Pouco tempo depois, Messi, na área recebe a bola na área de grande penalidade, recebe a bola, finta um defesa, prepara o remate, é rasteirado de forma clara… o árbitro hesita, mas assinala grande penalidade, e exibe cartão vermelho, novo problema para resolver – vermelho bem exibido, amarelo só bastava. A repetição rápida e a tensão acumulada não ajudam a decisão dos candidatos.
Grande penalidade marcada, com invasão da área por parte de jogadores de ambas as equipas, novo problema, mencionar, não mencionar. Os observadores tomam notas. O dilema invade os espíritos presentes.
A 1ª parte chega ao fim com mais algumas incidências, e a cabeça dos observadores é um turbilhão.
45 m sem pausa para rever as notas e fazer o relatório, são 10 capítulos que concatenam a informação do observador na 1ª parte. O que mencionar o que relevar?
Decido dar o benefício da dúvida no lance da grande penalidade não assinalada. Erro fatal! (a grande penalidade existiu como constatei posteriormente com mais calma a ver e rever o lance em casa), falha grave, amarelo por mostrar, critério técnico por afetar. Muitos pontos perdidos. Senti durante o teste falta de presença de espírito essencial, e logo após o final a clara certeza que não tinha corrido como era suposto, apesar de conseguir elaborar um relatório completo no tempo recorde de 45m.

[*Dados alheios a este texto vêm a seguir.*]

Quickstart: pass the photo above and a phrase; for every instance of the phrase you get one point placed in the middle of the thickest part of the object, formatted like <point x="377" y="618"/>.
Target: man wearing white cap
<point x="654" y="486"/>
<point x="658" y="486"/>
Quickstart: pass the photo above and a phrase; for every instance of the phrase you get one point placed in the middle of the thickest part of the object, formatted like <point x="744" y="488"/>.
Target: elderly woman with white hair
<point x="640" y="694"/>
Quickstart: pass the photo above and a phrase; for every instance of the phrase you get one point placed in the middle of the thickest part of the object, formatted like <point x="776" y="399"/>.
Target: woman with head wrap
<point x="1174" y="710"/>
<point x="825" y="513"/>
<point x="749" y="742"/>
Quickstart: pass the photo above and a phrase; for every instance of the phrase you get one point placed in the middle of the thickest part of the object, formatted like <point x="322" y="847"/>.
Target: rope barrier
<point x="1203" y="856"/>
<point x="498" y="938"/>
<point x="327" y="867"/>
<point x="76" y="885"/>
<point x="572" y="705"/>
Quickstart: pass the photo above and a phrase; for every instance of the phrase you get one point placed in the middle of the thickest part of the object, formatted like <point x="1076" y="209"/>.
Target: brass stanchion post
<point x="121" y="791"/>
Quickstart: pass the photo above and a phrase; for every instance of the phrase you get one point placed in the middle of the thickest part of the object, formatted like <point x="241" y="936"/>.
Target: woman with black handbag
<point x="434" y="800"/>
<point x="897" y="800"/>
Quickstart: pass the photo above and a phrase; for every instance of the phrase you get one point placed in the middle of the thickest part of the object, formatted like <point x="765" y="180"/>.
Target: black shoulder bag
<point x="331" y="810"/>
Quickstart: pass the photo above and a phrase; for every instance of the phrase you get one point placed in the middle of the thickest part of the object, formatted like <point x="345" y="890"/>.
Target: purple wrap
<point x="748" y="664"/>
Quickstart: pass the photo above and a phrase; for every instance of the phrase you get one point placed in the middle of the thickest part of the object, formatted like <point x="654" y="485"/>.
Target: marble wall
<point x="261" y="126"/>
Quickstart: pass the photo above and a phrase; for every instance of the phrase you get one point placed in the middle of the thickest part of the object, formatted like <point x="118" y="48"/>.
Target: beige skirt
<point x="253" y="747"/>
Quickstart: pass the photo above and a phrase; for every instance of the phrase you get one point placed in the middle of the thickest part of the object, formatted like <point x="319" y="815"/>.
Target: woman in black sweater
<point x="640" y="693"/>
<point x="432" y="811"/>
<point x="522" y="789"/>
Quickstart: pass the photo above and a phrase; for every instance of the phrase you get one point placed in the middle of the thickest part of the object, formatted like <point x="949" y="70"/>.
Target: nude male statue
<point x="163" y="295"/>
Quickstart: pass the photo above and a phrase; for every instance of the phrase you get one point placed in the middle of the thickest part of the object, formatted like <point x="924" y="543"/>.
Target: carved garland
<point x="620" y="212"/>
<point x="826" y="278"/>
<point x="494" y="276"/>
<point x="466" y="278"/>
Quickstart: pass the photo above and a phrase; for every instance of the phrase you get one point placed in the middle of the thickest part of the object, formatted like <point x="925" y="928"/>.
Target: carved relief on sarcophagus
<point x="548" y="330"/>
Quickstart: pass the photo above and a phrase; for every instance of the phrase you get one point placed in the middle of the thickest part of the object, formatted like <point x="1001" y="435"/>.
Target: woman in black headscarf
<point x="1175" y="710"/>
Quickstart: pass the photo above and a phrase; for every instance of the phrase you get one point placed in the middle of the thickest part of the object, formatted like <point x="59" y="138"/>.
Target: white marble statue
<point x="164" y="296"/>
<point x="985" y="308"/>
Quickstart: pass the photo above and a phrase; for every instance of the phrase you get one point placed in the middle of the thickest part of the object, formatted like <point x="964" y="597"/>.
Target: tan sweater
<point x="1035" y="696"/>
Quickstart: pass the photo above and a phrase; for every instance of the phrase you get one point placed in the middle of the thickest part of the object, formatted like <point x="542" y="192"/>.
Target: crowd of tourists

Os candidatos saem da sala com semblante carregado, percebe-se que as suas mentes não estão tranquilas. A tensão e a incerteza começam a tomar conta dos espíritos de alguns…perfeitamente normal.
Jantar…estão todos intranquilos…
Sinto-me cansado …há um mês a estudar … tento adormecer, impossível …passam as 23, as 00, a 01 as 02 as 03 e nada. Saio da cama sento-me na cadeira do quarto e adormeço. 3 horas de sono e vamos para mais dois testes…psicotécnico e escrito, tenho a perfeita consciência que parto em desvantagem pelo dia anterior. Mas não desisto vou ter que dar o meu melhor em mais um dia.
Psicotécnicos - três testes distintos, em contra relógio, sinto-me tranquilo, faço com calma e descontraído.
Teste escrito, sinto-me preparado mas receio que a falta de descanso dos últimos dias possa ter efeito negativo. Esqueço isso e concentro-me …”estou bem preparado e vou dar o que tenho”, pensei. O teste corre bem ao fim de 45 m o teste está feito, faço revisão com calma em 15 m.
Parte da manhã…feito!
Almoço e depois resultados finais afixados. É preciso 75 pontos no mínimo em cada um dos testes. Tenho perfeita consciência que o fator decisivo será o relatório vídeo, mas curiosamente encaro-o com todo o fair-play do mundo, o que vier virá.
Almoço descansado, o que está feito está feito.
14:30 Resultados afixados! 30 Pessoas a olhar para um papel afixado numa porta. Procuro o meu nome…encontro…sigo a linha… António Taia – Escrito 88 pontos APTO psicotécnico 16,80 em 20 possíveis APTO, teste vídeo 71 pontos …INAPTO, faltam 4 pontos para que o objetivo que ali me levou fosse cumprido. Penso “OK tudo bem! deste o melhor”. Olho em redor vejo alegria e tristeza, lágrimas de contentamento e choro contido de desilusão.
Dá-se os parabéns aos primeiros, confortam-se os segundos, ainda sem grande noção do que está a acontecer.
O dirigente do C.A que nos acompanhou sempre no fim-de-semana, naquele momento parece mais desiludido do que eu, penso …”ainda não estou em mim!” …Telefones a tocar …vozes confusas…abraços…consolos.
Viagem para casa …sms que nos questionam. Resposta simples e seca “não consegui o objetivo”. Em alguns casos não recebo sms de volta, os amigos que questionam estavam à espera de melhores novidades e talvez receiem enviar novo sms…começo a sentir que poderei ter defraudado algumas expetativas…mas é curioso não me sinto defraudado…sinto naquele momento que cresci com mais uma aprendizagem. Sou assim.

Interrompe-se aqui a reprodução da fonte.